The 2012 election will ultimately be a referendum on the kind of economic policies Americans want — ones that work for working people or ones that are designed by and for a privileged few. The Bush-instigated recession has compounded the unprecedented disparity between the richest few Americans and the millions who are struggling just to get by. President Obama’s efforts to put Americans back to work have been met at every turn by a Republican Congress unwilling to stimulate the nation’s economy and stabilize the nation’s finances, inexplicably eager to give a tax hike to working families but unwilling to let Bush’s damaging tax cuts for the wealthy expire. All the Republican frontrunners are offering similar reprises of Bush’s disastrous economic policies. But only one comes across immediately and undeniably as an extreme corporatist.

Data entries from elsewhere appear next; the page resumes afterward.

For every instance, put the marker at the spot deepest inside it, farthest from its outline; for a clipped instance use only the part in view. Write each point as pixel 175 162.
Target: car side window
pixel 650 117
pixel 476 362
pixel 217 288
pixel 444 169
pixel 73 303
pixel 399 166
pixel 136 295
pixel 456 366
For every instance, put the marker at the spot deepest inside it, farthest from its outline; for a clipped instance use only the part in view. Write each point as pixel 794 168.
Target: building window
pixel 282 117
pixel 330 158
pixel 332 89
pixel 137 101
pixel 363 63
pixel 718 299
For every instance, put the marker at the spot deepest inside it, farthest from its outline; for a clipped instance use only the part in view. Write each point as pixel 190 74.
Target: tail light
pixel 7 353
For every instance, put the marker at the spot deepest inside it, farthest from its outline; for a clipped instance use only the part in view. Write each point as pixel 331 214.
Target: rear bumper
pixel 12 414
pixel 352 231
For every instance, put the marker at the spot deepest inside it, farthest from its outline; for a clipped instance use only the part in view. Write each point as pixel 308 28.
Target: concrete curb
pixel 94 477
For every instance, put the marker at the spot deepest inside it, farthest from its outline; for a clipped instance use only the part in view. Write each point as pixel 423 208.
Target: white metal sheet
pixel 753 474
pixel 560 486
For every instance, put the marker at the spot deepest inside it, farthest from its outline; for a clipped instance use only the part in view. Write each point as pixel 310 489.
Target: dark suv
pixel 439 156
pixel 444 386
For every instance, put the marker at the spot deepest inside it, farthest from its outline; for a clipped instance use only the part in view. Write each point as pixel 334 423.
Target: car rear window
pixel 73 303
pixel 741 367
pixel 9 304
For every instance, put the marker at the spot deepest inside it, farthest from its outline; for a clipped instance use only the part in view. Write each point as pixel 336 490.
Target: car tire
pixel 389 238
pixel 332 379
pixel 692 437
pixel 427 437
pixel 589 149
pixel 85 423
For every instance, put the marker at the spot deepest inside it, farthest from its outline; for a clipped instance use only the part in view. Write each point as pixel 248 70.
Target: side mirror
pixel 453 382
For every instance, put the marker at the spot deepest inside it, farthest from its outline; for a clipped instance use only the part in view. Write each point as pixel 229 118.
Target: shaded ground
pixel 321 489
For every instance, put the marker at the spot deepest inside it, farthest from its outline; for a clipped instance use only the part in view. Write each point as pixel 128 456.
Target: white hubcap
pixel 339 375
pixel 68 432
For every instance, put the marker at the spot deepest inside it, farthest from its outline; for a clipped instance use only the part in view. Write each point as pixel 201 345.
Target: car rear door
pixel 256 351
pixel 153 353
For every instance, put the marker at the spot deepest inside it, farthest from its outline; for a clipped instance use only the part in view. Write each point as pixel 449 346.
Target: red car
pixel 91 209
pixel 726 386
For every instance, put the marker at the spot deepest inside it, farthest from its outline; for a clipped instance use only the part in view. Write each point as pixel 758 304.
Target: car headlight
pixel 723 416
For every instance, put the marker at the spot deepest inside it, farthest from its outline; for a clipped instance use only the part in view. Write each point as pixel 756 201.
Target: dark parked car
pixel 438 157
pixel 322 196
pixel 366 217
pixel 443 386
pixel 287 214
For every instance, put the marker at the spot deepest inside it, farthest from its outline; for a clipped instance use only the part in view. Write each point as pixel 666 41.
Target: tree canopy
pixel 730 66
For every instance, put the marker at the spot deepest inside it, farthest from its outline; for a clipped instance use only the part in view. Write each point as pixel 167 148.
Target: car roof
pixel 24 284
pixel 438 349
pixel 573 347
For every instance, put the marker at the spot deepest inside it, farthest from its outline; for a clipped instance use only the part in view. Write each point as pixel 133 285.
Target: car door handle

Former Arkansas governor Mike Huckabee hit Romney’s extremism problem on the head when he said the candidate “looks like the guy who fired you.” Most didn’t get to see his face at the time, but Mitt Romney has plenty of experience firing people from a distance, sending thousands of jobs overseas while raking in fat paychecks at Bain Capital that continue today years after his retirement. No wonder he hasn’t been able to shake the image of himself as a corporate fat-cat: he doesn’t just want to give corporations and the wealthy major tax cuts, he openly states that he thinks “corporations are people.”

And Romney’s out-of-touch image and pro-corporate extremism aren’t just turn-offs to progressives. A poll by The Hill this fall found that “55 percent of conservatives and 81 percent of centrists” see income inequality in America as a problem. A BloombergWashington Post poll found that a majority of Republicans think the wealthiest Americans should pay more in taxes to help bring down the budget deficit. Corporate extremism at odds with the priorities of the base is the norm among the GOP presidential candidates — but only Romney embodies it.

Unfortunately, Romney’s near-miss with Santorum will help him frame himself a mainstream, electable candidate just conservative enough to make it through the Republican primary gauntlet. Santorum is the perfect foil: a right-wing ideologue so extreme he thinks states should be able to outlaw contraception, that homosexuality is akin to bestiality, that high obesity rates are an argument against food stamps, and that all married same-sex couples should have their unions annulled. But when it comes to policy, Romney’s positions on social issues are nearly indistinguishable from those of his crusading opponent. Romney has endorsed radical anti-choice “personhood amendments.” He rejects marriage equality and says he wouldn’t support a federal-level Employment Non-Discrimination Act. He opposes the DREAM Act. He’s even getting his legal policy advice from Robert Bork, a right-wing crusader so extreme the Senate wouldn’t confirm him to the Supreme Court.

Romney and Santorum would each be disastrous to America on both social and economic issues. But their near-tie in Iowa exposes a fault line that will be visible through the general election. So what’s the difference? While there is still a solid evangelical base that embraces the kind of social extremism offered by Santorum, American voters across the political spectrum are wary of the government-by-the-few embraced by the GOP and embodied by Romney.

Santorum is no less of an economic extremist than Romney, just as Romney is hardly less of a social extremist than Santorum. Every Republican candidate has called for trillions of dollars of tax breaks for corporations and the wealthy, for ending Medicare as we know it, and for a return to George W. Bush’s disastrous economic policies. But Romney — through his biography, demeanor and tin ear — has, with good reason, become personally associated with these policies that cater to the wealthy and privileged and ignore the middle class.

The 2012 election will come down to a very basic choice. Do we want a champion of the middle class in the White House or the champion of those who are already powerful? Do you want to hire the guy who fired you? Iowa Republicans this week started answering that question.